Share power and resources with us. Open doors for Ethiopian Jewish participation in Jewish philanthropy, diplomacy, education, and business. Our children want to learn with your children, befriend them, fall in love with them. We are not guests; we are stakeholders in the Zionist dream. We, too, want. We, too, can. We, too, deserve.
There are still millions of Jews in Ethiopia waiting to return home to Israel. Many are separated from family, dreaming of the day they can live – and even die, if necessary – for a Jewish, democratic homeland. So many of our Ethiopian Jews are still waiting to live beside you, to serve with you.
Of our prime minister and other national leaders, we respectfully request: Make us ministers, ambassadors, UN envoys. Let us speak to the world not just to defend Israel, but to prove with our lives and blood that Israel is not an apartheid state. Israel is not apartheid. It is a house of many colors.
Israel is not perfect. No country is. But it is the only Middle Eastern democracy where Black and white, men and women, religious and secular, live, work, and walk freely in the streets. We serve in the military, universities, and synagogues. Our voice is part of its soul. But if you do not hear us, you are not hearing Israel fully. If you do not see us, you are not seeing Zionism clearly.
If you do not include us, you are rewriting Jewish history with omissions that wound. We ask the international community: include us. We ask the media: tell the truth. We ask the Jewish world: remember us. We are here. We are part of this. We are Jewish history in motion.
Am Yisrael Chai – The people of Israel live. We, Ethiopian Jews, live and die to keep it that way.

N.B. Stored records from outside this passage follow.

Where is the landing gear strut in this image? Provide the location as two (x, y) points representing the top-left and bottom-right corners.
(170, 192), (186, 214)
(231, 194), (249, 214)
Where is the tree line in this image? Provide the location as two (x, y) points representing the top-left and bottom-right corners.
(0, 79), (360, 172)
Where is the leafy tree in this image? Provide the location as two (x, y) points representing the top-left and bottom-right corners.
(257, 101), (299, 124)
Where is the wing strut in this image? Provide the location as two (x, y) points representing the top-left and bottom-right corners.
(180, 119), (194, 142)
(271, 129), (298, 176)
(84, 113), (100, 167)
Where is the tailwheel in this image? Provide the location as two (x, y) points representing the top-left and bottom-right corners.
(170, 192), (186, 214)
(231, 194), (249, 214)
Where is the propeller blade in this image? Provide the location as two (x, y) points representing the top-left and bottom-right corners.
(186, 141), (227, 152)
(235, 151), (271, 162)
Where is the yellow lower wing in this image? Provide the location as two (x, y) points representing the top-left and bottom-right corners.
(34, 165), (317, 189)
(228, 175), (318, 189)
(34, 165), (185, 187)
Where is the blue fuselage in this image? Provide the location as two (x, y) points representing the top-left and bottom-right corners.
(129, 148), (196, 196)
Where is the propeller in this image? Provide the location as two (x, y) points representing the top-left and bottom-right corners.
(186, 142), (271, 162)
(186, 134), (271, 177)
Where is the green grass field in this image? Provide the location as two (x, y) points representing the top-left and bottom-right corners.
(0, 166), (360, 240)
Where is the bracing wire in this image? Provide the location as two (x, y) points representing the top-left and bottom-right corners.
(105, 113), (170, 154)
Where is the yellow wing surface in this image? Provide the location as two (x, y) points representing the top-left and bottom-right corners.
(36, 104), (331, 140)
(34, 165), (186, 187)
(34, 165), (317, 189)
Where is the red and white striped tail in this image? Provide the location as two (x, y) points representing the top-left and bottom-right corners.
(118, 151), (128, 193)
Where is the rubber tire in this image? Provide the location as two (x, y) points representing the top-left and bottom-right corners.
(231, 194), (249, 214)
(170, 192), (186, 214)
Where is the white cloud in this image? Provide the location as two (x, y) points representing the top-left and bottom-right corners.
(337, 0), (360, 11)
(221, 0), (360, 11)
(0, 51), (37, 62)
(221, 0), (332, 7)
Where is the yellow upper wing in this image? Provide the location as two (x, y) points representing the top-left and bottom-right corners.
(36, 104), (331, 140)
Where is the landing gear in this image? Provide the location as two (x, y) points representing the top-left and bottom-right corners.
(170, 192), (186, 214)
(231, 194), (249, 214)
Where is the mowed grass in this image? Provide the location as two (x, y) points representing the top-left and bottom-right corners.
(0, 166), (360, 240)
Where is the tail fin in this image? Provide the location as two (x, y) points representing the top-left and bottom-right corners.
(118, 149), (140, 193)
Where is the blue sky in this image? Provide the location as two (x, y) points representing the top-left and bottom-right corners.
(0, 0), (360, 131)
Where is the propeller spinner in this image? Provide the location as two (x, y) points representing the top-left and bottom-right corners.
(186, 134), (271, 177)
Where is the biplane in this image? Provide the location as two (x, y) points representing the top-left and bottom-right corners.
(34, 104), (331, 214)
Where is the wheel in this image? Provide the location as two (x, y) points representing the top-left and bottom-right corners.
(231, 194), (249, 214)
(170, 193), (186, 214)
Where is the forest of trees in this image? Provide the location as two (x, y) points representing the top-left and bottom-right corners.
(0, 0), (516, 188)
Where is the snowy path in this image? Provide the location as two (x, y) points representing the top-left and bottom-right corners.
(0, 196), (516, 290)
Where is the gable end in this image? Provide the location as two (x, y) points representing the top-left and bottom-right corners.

The writer is an international educator, community activist, and diplomacy expert. He has served in the Israel Police force and worked as a detective for the Supreme Court of New York. He has represented the Knesset in international public affairs and holds an MA in community leadership from the Hebrew University of Jerusalem and a doctorate in educational leadership from Yeshiva University.